Professional Organizer + Disorganized Friend = Valuable Lessons

First, let me start by saying that, if it weren’t for my friend, Tracy, I probably would not even be a professional organizer, or at least, it would have taken longer to find the profession that is my true calling. Tracy, demonstrating the intuitiveness that I have come to know is her classic style, guided me to the field of professional organizing in 1999. I was living in Michigan at the time and working as a lawyer–the career I trained, studied, and prepared for most of my life, and which has never brought me real satisfaction–and expressed to Tracy that I wanted to do something more creative, hands-on, and that would directly help people. My husband, Sean, whom I also must give credit to for helping guide me to professional organizing, used to tease that what I was really excellent at was planning lives. Indeed, his slogan for my not-yet-created organizing and coaching business was “Montanaro, Inc. – We Plan Lives.”

Tracy was surfing the Web and discovered the National Association of Professional Organizers website, as well as that of the local New York Chapter. She forwarded the link to me by e-mail and basically said, “See, what you do is a ‘real’ profession!” This was news to me. I thought, “People pay to have their lives organized? There are ‘professional organizers’ who do this type of work for a living? Amazing. And awesome!” I then spent a lot of time researching the profession, as well as brainstorming how and when I could “legitimize” my organizing skills by launching a business.

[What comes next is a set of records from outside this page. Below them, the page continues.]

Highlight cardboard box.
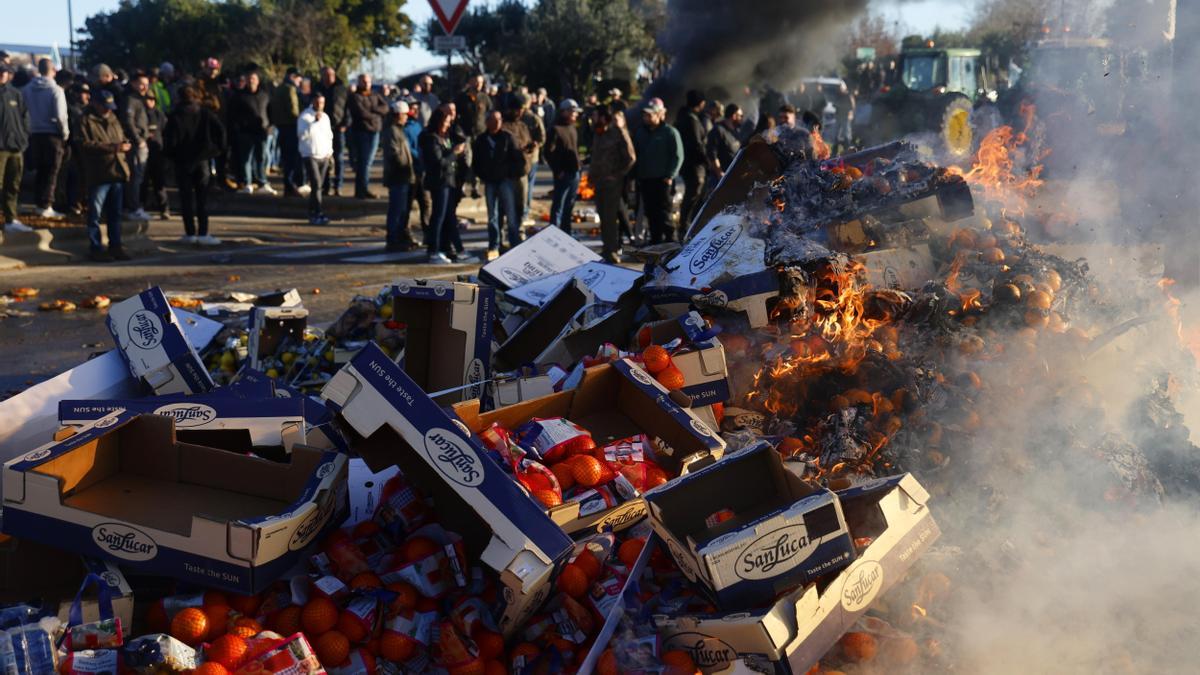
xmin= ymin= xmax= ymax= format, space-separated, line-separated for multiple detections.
xmin=489 ymin=374 xmax=557 ymax=409
xmin=319 ymin=343 xmax=573 ymax=636
xmin=577 ymin=532 xmax=657 ymax=675
xmin=644 ymin=443 xmax=855 ymax=610
xmin=505 ymin=262 xmax=643 ymax=308
xmin=479 ymin=225 xmax=601 ymax=289
xmin=655 ymin=474 xmax=940 ymax=674
xmin=2 ymin=411 xmax=348 ymax=593
xmin=857 ymin=245 xmax=936 ymax=290
xmin=58 ymin=395 xmax=308 ymax=455
xmin=453 ymin=359 xmax=727 ymax=535
xmin=668 ymin=342 xmax=730 ymax=407
xmin=494 ymin=278 xmax=592 ymax=372
xmin=390 ymin=279 xmax=494 ymax=406
xmin=106 ymin=287 xmax=217 ymax=396
xmin=0 ymin=310 xmax=222 ymax=472
xmin=248 ymin=306 xmax=310 ymax=371
xmin=0 ymin=537 xmax=135 ymax=629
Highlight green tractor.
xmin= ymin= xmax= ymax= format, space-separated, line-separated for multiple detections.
xmin=865 ymin=43 xmax=997 ymax=161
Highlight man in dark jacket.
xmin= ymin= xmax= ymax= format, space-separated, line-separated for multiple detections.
xmin=382 ymin=101 xmax=416 ymax=252
xmin=346 ymin=73 xmax=389 ymax=199
xmin=633 ymin=97 xmax=683 ymax=244
xmin=165 ymin=86 xmax=225 ymax=246
xmin=142 ymin=92 xmax=169 ymax=218
xmin=228 ymin=71 xmax=273 ymax=194
xmin=707 ymin=103 xmax=743 ymax=188
xmin=501 ymin=94 xmax=536 ymax=232
xmin=454 ymin=74 xmax=491 ymax=140
xmin=121 ymin=74 xmax=152 ymax=220
xmin=270 ymin=68 xmax=303 ymax=196
xmin=79 ymin=90 xmax=132 ymax=261
xmin=474 ymin=110 xmax=524 ymax=257
xmin=675 ymin=89 xmax=708 ymax=238
xmin=0 ymin=63 xmax=31 ymax=233
xmin=516 ymin=93 xmax=544 ymax=225
xmin=545 ymin=98 xmax=582 ymax=234
xmin=65 ymin=83 xmax=90 ymax=215
xmin=316 ymin=67 xmax=348 ymax=196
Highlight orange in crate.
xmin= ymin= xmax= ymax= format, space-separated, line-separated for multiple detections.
xmin=233 ymin=617 xmax=262 ymax=633
xmin=640 ymin=345 xmax=671 ymax=374
xmin=662 ymin=649 xmax=697 ymax=674
xmin=380 ymin=631 xmax=417 ymax=662
xmin=556 ymin=563 xmax=589 ymax=598
xmin=170 ymin=607 xmax=209 ymax=646
xmin=573 ymin=549 xmax=603 ymax=581
xmin=841 ymin=632 xmax=878 ymax=662
xmin=402 ymin=536 xmax=440 ymax=562
xmin=656 ymin=365 xmax=686 ymax=390
xmin=193 ymin=663 xmax=231 ymax=675
xmin=227 ymin=593 xmax=261 ymax=616
xmin=617 ymin=538 xmax=645 ymax=568
xmin=550 ymin=463 xmax=576 ymax=491
xmin=449 ymin=658 xmax=487 ymax=675
xmin=314 ymin=630 xmax=351 ymax=667
xmin=203 ymin=590 xmax=229 ymax=608
xmin=350 ymin=572 xmax=383 ymax=589
xmin=532 ymin=489 xmax=561 ymax=508
xmin=206 ymin=634 xmax=249 ymax=670
xmin=387 ymin=581 xmax=420 ymax=613
xmin=338 ymin=609 xmax=369 ymax=643
xmin=269 ymin=605 xmax=302 ymax=636
xmin=473 ymin=628 xmax=505 ymax=661
xmin=204 ymin=605 xmax=230 ymax=639
xmin=484 ymin=660 xmax=507 ymax=675
xmin=571 ymin=455 xmax=605 ymax=487
xmin=301 ymin=597 xmax=340 ymax=635
xmin=596 ymin=649 xmax=618 ymax=675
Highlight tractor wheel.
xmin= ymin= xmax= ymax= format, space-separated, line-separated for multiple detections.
xmin=938 ymin=96 xmax=974 ymax=162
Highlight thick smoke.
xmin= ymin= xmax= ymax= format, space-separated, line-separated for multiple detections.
xmin=644 ymin=0 xmax=869 ymax=109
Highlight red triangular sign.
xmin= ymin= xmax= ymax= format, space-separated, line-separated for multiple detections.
xmin=428 ymin=0 xmax=470 ymax=35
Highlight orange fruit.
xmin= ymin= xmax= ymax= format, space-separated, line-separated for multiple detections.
xmin=387 ymin=581 xmax=420 ymax=613
xmin=269 ymin=605 xmax=302 ymax=636
xmin=402 ymin=536 xmax=440 ymax=562
xmin=302 ymin=597 xmax=340 ymax=635
xmin=641 ymin=345 xmax=671 ymax=373
xmin=350 ymin=572 xmax=383 ymax=589
xmin=596 ymin=649 xmax=618 ymax=675
xmin=146 ymin=600 xmax=168 ymax=633
xmin=380 ymin=631 xmax=417 ymax=662
xmin=206 ymin=634 xmax=249 ymax=670
xmin=229 ymin=625 xmax=258 ymax=639
xmin=352 ymin=520 xmax=381 ymax=540
xmin=227 ymin=593 xmax=261 ymax=616
xmin=509 ymin=642 xmax=539 ymax=665
xmin=879 ymin=636 xmax=919 ymax=665
xmin=314 ymin=630 xmax=351 ymax=667
xmin=661 ymin=649 xmax=697 ymax=674
xmin=549 ymin=463 xmax=576 ymax=491
xmin=617 ymin=538 xmax=645 ymax=568
xmin=366 ymin=638 xmax=381 ymax=657
xmin=416 ymin=596 xmax=439 ymax=613
xmin=233 ymin=616 xmax=262 ymax=633
xmin=571 ymin=455 xmax=605 ymax=487
xmin=203 ymin=590 xmax=229 ymax=608
xmin=573 ymin=549 xmax=603 ymax=582
xmin=473 ymin=628 xmax=505 ymax=661
xmin=711 ymin=401 xmax=725 ymax=423
xmin=338 ymin=609 xmax=368 ymax=643
xmin=484 ymin=660 xmax=507 ymax=675
xmin=170 ymin=607 xmax=209 ymax=646
xmin=532 ymin=489 xmax=561 ymax=508
xmin=204 ymin=605 xmax=230 ymax=639
xmin=1025 ymin=289 xmax=1052 ymax=310
xmin=193 ymin=664 xmax=231 ymax=675
xmin=556 ymin=563 xmax=589 ymax=598
xmin=655 ymin=365 xmax=686 ymax=390
xmin=355 ymin=648 xmax=377 ymax=673
xmin=841 ymin=631 xmax=878 ymax=662
xmin=449 ymin=659 xmax=487 ymax=675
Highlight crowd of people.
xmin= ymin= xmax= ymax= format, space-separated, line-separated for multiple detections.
xmin=0 ymin=50 xmax=833 ymax=265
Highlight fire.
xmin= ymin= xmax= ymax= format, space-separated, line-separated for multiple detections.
xmin=949 ymin=102 xmax=1045 ymax=213
xmin=1158 ymin=278 xmax=1200 ymax=365
xmin=811 ymin=128 xmax=831 ymax=161
xmin=577 ymin=173 xmax=595 ymax=201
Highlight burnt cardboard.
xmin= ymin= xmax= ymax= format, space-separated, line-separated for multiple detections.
xmin=0 ymin=537 xmax=135 ymax=629
xmin=453 ymin=359 xmax=726 ymax=535
xmin=390 ymin=279 xmax=494 ymax=406
xmin=2 ymin=411 xmax=348 ymax=594
xmin=857 ymin=245 xmax=936 ymax=291
xmin=494 ymin=278 xmax=593 ymax=372
xmin=319 ymin=343 xmax=573 ymax=637
xmin=505 ymin=262 xmax=643 ymax=308
xmin=106 ymin=287 xmax=216 ymax=395
xmin=644 ymin=443 xmax=855 ymax=611
xmin=656 ymin=474 xmax=940 ymax=674
xmin=480 ymin=225 xmax=601 ymax=289
xmin=247 ymin=306 xmax=310 ymax=371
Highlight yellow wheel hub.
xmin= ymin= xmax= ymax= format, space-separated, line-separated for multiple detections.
xmin=945 ymin=109 xmax=972 ymax=155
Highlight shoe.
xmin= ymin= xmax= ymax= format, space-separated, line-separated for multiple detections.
xmin=297 ymin=185 xmax=312 ymax=196
xmin=196 ymin=235 xmax=223 ymax=246
xmin=238 ymin=185 xmax=255 ymax=194
xmin=309 ymin=215 xmax=330 ymax=225
xmin=484 ymin=248 xmax=500 ymax=261
xmin=428 ymin=252 xmax=453 ymax=265
xmin=159 ymin=210 xmax=170 ymax=220
xmin=38 ymin=207 xmax=65 ymax=219
xmin=178 ymin=235 xmax=197 ymax=245
xmin=131 ymin=208 xmax=151 ymax=221
xmin=447 ymin=251 xmax=461 ymax=263
xmin=521 ymin=218 xmax=536 ymax=227
xmin=89 ymin=249 xmax=112 ymax=262
xmin=4 ymin=220 xmax=33 ymax=233
xmin=110 ymin=248 xmax=131 ymax=261
xmin=601 ymin=252 xmax=620 ymax=264
xmin=258 ymin=184 xmax=279 ymax=196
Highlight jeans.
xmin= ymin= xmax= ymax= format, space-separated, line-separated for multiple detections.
xmin=678 ymin=162 xmax=706 ymax=237
xmin=484 ymin=180 xmax=520 ymax=250
xmin=235 ymin=131 xmax=267 ymax=186
xmin=550 ymin=169 xmax=580 ymax=233
xmin=350 ymin=129 xmax=380 ymax=196
xmin=411 ymin=173 xmax=431 ymax=234
xmin=639 ymin=177 xmax=673 ymax=244
xmin=386 ymin=182 xmax=413 ymax=247
xmin=595 ymin=179 xmax=623 ymax=259
xmin=0 ymin=150 xmax=21 ymax=223
xmin=144 ymin=144 xmax=168 ymax=213
xmin=175 ymin=161 xmax=209 ymax=236
xmin=426 ymin=184 xmax=454 ymax=256
xmin=524 ymin=162 xmax=538 ymax=220
xmin=305 ymin=157 xmax=330 ymax=215
xmin=30 ymin=134 xmax=65 ymax=209
xmin=278 ymin=123 xmax=301 ymax=191
xmin=324 ymin=128 xmax=346 ymax=192
xmin=87 ymin=182 xmax=123 ymax=251
xmin=126 ymin=144 xmax=149 ymax=211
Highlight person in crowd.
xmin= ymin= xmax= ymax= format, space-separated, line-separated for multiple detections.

It wasn’t until the year 2000 when I relocated back to New York where my husband and I are originally from, that I seriously explored the organizing world as a profession. I attended a one-day conference sponsored by NAPO-NY, “Putting the ‘Professional’ Into Professional Organizing.” It was there that I learned what is involved in running an organizing business and what sets a professional organizer apart from someone who merely likes to organize. I realized that I have been organizing people’s lives on an “amateur” level my whole life, and that my organizing and coaching skills transcended my work as a lawyer, educator, mediator, administrator, writer, public speaker, and ออแกไนซ์ performer. Becoming more excited at the prospect of launching a business as a professional organizer, I decided to “practice” on Tracy, one of my closest friends.

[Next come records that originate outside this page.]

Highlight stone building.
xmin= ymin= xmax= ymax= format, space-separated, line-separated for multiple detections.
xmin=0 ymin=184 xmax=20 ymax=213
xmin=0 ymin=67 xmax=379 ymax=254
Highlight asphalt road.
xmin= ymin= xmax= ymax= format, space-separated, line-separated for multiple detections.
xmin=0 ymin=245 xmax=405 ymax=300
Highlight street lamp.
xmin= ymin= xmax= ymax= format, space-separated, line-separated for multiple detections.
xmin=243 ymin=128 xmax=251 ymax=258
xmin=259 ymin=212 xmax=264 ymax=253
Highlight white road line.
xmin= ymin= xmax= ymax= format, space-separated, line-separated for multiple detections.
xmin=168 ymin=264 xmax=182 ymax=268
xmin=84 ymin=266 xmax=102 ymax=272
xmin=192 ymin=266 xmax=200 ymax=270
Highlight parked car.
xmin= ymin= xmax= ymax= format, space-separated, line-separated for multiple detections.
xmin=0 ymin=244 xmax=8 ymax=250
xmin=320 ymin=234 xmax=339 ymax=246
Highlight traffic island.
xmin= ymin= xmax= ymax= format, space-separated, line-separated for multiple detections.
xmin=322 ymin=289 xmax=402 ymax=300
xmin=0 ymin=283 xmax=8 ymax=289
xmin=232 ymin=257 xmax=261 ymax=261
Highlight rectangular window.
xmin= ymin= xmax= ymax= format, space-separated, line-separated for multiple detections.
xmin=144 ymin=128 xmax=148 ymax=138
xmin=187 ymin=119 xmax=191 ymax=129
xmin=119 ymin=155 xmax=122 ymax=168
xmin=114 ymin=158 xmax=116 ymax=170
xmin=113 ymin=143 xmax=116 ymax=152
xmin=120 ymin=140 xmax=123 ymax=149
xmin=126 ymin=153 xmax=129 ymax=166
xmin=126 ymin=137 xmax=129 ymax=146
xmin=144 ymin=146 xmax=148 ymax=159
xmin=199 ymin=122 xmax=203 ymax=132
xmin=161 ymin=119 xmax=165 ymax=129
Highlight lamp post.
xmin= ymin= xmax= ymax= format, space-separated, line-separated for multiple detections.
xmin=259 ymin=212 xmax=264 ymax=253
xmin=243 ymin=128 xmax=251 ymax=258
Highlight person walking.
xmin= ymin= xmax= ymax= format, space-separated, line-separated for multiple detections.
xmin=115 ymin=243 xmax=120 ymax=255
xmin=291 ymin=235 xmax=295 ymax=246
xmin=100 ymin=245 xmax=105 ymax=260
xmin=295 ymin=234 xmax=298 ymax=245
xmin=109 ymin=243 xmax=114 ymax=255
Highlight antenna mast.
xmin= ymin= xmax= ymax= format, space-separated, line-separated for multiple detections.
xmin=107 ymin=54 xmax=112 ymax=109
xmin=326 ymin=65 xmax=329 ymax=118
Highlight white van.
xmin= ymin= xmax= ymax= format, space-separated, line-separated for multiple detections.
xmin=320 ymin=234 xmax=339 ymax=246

Tracy and I met through our high school chorus, and were co-stars of our high school musical. Our friendship blossomed over the years through college, graduate school, relocation, and marriage. We always supported each other and considered the other a nice combination of a guardian angel and a tough cookie; hence, our nicknames for each other–Thelma (Tracy) and Louise (Lisa). I had been providing organizing and coaching services for Tracy for years: assisting her with writing letters to creditors, planning her vacations, reviewing her resume and cover letters, preparing her for job interviews, etc. It seemed only natural to start my career as a professional organizer with my number one consistent informal client, my disorganized, but brilliant and wonderful, friend.

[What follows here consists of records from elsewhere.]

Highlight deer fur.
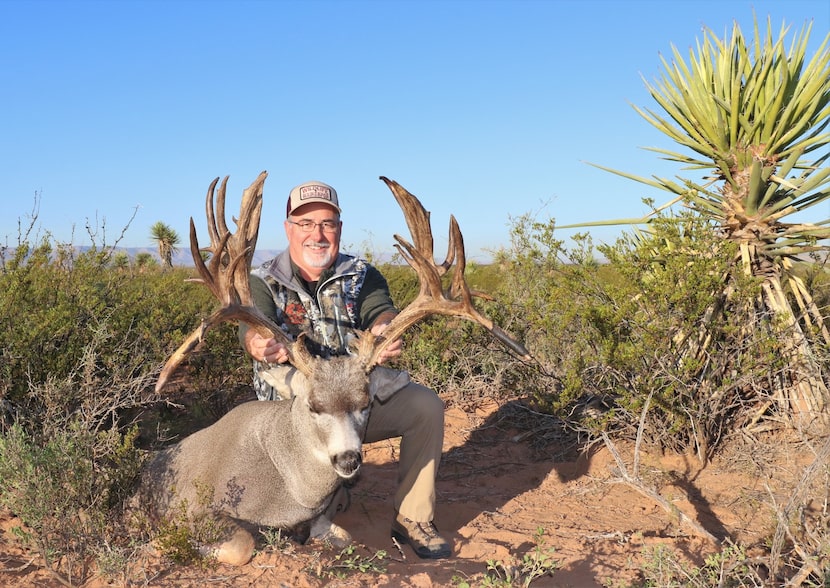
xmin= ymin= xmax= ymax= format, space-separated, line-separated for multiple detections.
xmin=133 ymin=353 xmax=371 ymax=565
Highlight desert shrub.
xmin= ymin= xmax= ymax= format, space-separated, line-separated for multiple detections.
xmin=0 ymin=239 xmax=251 ymax=433
xmin=594 ymin=214 xmax=789 ymax=454
xmin=637 ymin=542 xmax=764 ymax=587
xmin=396 ymin=315 xmax=524 ymax=406
xmin=487 ymin=213 xmax=603 ymax=414
xmin=0 ymin=230 xmax=254 ymax=583
xmin=490 ymin=207 xmax=810 ymax=457
xmin=0 ymin=407 xmax=142 ymax=585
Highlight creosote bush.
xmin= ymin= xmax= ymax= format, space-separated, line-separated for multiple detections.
xmin=0 ymin=233 xmax=252 ymax=584
xmin=491 ymin=205 xmax=828 ymax=458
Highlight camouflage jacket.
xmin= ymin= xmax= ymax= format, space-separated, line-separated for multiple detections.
xmin=240 ymin=250 xmax=398 ymax=399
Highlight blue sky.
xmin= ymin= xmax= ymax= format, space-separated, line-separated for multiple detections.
xmin=2 ymin=0 xmax=828 ymax=263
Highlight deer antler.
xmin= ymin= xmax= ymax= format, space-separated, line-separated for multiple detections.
xmin=359 ymin=177 xmax=532 ymax=369
xmin=156 ymin=172 xmax=311 ymax=392
xmin=157 ymin=173 xmax=531 ymax=392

Interestingly, some people thought this was not such a great idea. “Don’t mix business with pleasure,” is the old adage. “You don’t want to spoil the friendship if something goes wrong,” people warned. As a lawyer, I often referred friends and family to other lawyers when asked to assist, often because the area of law was one that I did not practice in but, sometimes, because I did not want to mix business with pleasure. Yet, I felt entirely comfortable doing organizing work for Tracy. “Well, she IS one of your best friends, and you had been doing organizing work with her all along,” you may be thinking. This is true, although the work I had been doing for Tracy all along was never part of an official professional endeavor. No, the reason I chose to do organizing work for Tracy was because it just felt natural. Not just natural; more like it was what I was supposed to be doing.